Baylos assinalou que as crises econômicas são utilizadas como desculpas para a redução de direitos e o enfraquecimento dos sindicatos. A resistência a essa imposição de um modelo neoautoritário deve ser feita em todas as frentes, sendo que, no âmbito jurídico, pode ser construído um espaço contra-hegemônico por meio do compartilhamento de situações e da criação de uma resposta global a um problema que, embora tenha particularidades em cada país, também é global.
Para o desembargador do TRT4 José Felipe Ledur, cabe às organizações sindicais a defesa dos interesses da categoria que representa frente ao Estado e também ao poder econômico. “Mas aos sindicatos na cabe apenas se ocupar de seus afiliados, de sua categoria ou dos interesses imediatos do ponto de vista salarial. Cabe também aos sindicatos a defesa dos direitos sociais, culturais e econômicos, inclusive dos setores excluídos do campo profissional. como ocorre com os desempregados e aqueles que estão à mercê da sociedade”, defendeu.
Felipe Ledur destacou que, no caso brasileiro, logo após a redemocratização, os sindicatos foram buscar nas relações com a sociedade as forças de transformação e que com o passar dos tempos ficaram concentrados nos interesses de cada categoria. “Talvez hoje caiba aos sindicatos resgastar esse papel indo além, pois estamos vivendo um período crítico que poderá a sociedade perder direitos”, alertou.
Para o procurador-geral do trabalho Ronaldo Curado Fleury, os sindicatos precisam aprimorar suas relações com a sociedade e com o Estado.

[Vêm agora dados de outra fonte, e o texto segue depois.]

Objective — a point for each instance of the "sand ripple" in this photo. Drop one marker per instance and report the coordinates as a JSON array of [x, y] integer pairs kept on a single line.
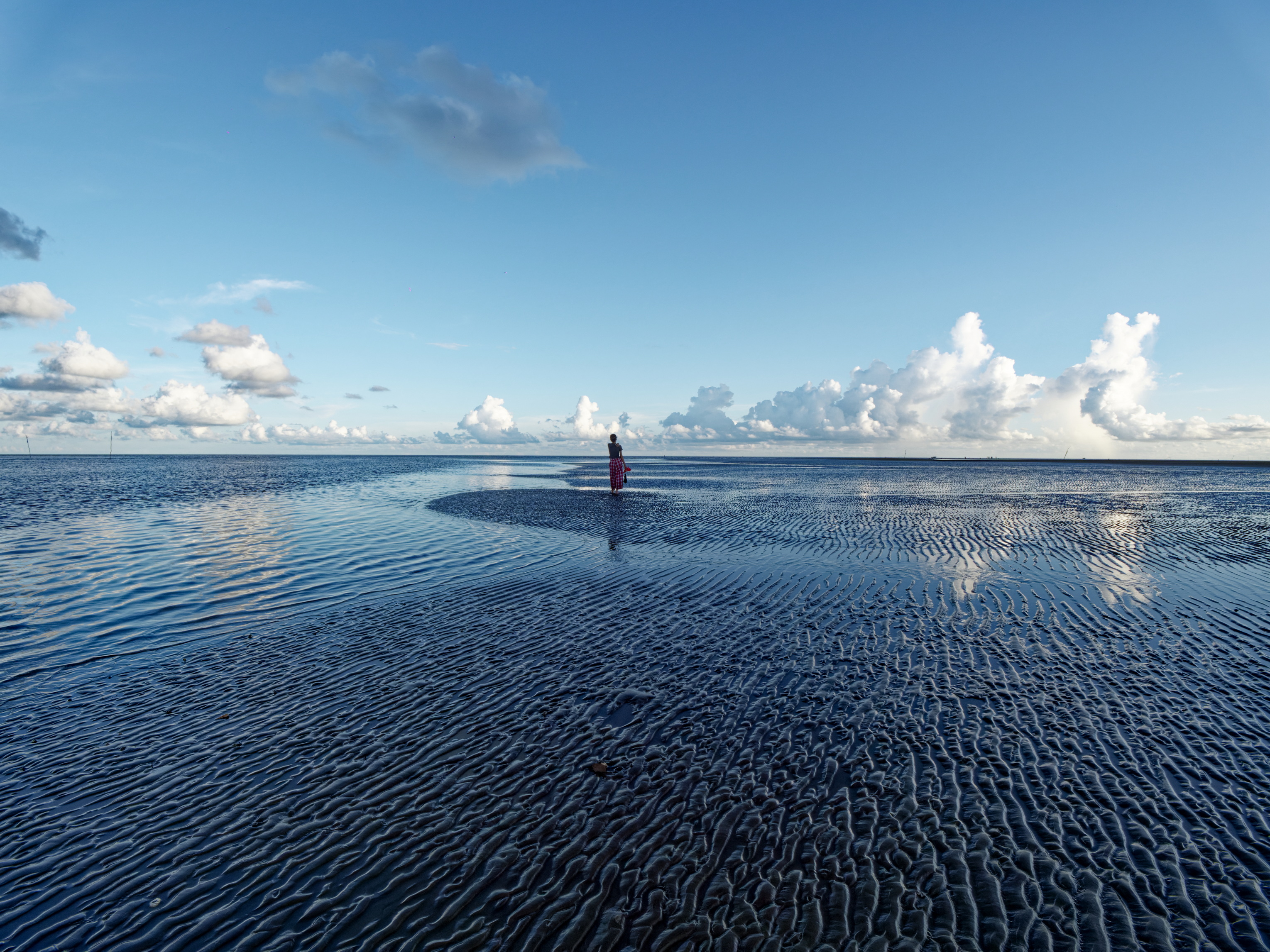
[[872, 758]]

Ele destacou que o atrelamento das organizações sindicais ao Estado pela dependência ao imposto sindical precisa ser revista. “Isso é resquício de uma política governamental que visava controlar os sindicatos por meio do controle de suas fontes de renda” frisou. Fleury disse ainda que este formato de obtenção de recursos multiplicou o número de sindicatos no país, atualmente em um número próximo de 11 mil, muitos deles com pouca ou nenhuma representatividade. “Pode-se dizer que existem cerca de 2 mil sindicatos que nunca assinaram uma norma coletiva. São feridas que o nosso sindicalismo precisa cutucar”.

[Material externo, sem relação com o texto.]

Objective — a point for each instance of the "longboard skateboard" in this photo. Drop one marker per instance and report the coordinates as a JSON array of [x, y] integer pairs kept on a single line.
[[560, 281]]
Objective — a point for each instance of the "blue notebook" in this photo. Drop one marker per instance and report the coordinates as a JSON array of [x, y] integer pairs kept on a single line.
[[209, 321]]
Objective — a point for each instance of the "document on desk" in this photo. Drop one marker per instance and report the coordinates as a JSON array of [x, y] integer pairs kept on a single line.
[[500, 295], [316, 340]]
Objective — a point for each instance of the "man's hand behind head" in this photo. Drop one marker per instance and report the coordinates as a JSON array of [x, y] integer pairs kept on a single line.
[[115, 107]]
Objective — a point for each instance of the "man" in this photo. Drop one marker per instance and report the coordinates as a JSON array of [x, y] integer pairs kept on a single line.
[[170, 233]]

Fleury observou que a terceirização irrestrita trará imensos problemas para a representação sindical. Para ele, todas as operações de combate ao trabalho escravo que tiveram participação do Ministério Público do Trabalho contaram com a figura da terceirização, dos intermediários de serviço.

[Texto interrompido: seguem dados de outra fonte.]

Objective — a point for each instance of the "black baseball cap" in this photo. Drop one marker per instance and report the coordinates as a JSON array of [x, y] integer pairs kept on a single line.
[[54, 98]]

Já o presidente da Confederação Sindical Internacional João Antônio Felício, por sua vez, disse que no Brasil em muitos lugares o fato de um trabalhador se sindicalizar já é motivo para demissão. “Enquanto tivermos essa situação e a ausência de uma proteção à atividade sindical diante de ataques a direitos não temos como abrir mão dos recursos provenientes do imposto sindical, pois as organizações de trabalhadores correriam o risco de serem extintas ou deixarem de existir como acontece nos Estados Unidos, onde mais de 90% das categorias não possuem qualquer representação que os defenda diante do poder econômico empresarial”.
Para Felício, nunca se falou em reformas para adicionar direitos aos trabalhadores, mas sim para restringi-los. “Nós somos a favor da modernização que acrescenta direitos, não a que retira”, argumentou. Felício concluiu que os sindicatos devem se posicionar politicamente diante das ameaças atuais, independentemente do governo que estiver no poder.
* Com informações da Assessoria de Imprensa do TRT4.